With respect to a computer file system, an access control list (ACL) is a list of permissions attached to an object. An ACL specifies which users--or system processes--are granted access to objects, as well as what operations are allowed to be performed on given objects. In a typical ACL, each entry in the list specifies a subject and an operation. For example, the entry (Alice, delete) on the ACL for file WXY gives Alice permission to delete file WXY.

Contents 1 ACL-based security models 2 Filesystem ACLs 3 Networking ACLs 4 See also 5 References 6 External links

[edit] ACL-based security models

In an ACL-based security model, when a subject requests an operation on an object, the operating system first checks the ACL for an applicable entry in order to decide whether the requested operation is authorized. A key issue in the definition of any ACL-based security model is determining how access control lists are edited, namely which users and processes are granted ACL-modification access.

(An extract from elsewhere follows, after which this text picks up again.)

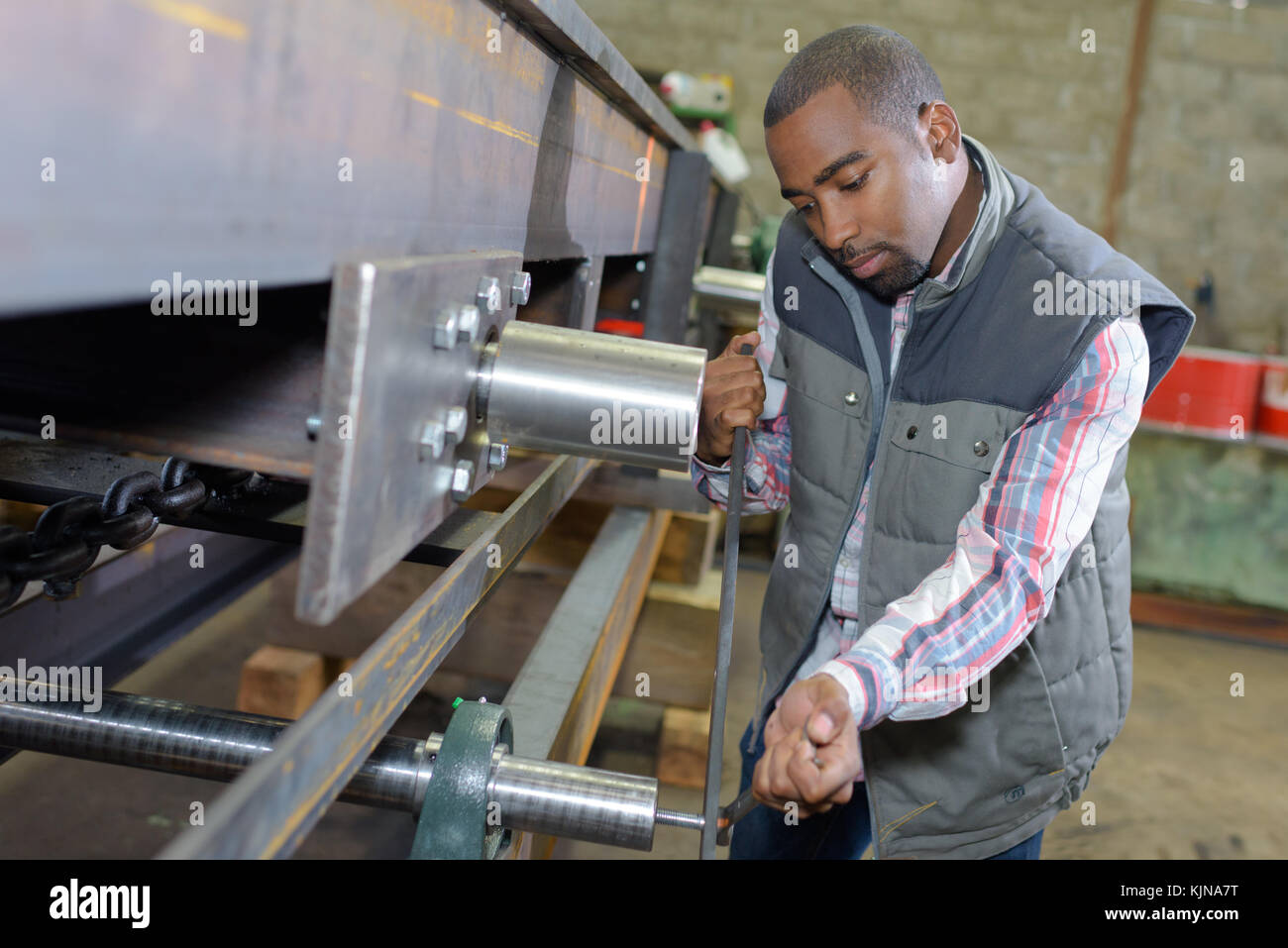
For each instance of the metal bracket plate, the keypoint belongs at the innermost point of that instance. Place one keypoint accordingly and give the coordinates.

ACL models may be applied to collections of objects as well as to individual entities within the system hierarchy.

[edit] Filesystem ACLs

In a Filesystem ACL, the list is a data structure (usually a table) containing entries that specify individual user or group rights to specific system objects, such as programs, processes, or files. These entries are known as access control entries (ACEs) in the Microsoft Windows NT, OpenVMS, Unix-like and Mac OS X operating systems. Each accessible object contains an identifier to its ACL. The privileges or permissions determine specific access rights, such as whether a user can read from, write to, or execute an object. In some implementations an ACE can control whether or not a user, or group of users, may alter the ACL on an object.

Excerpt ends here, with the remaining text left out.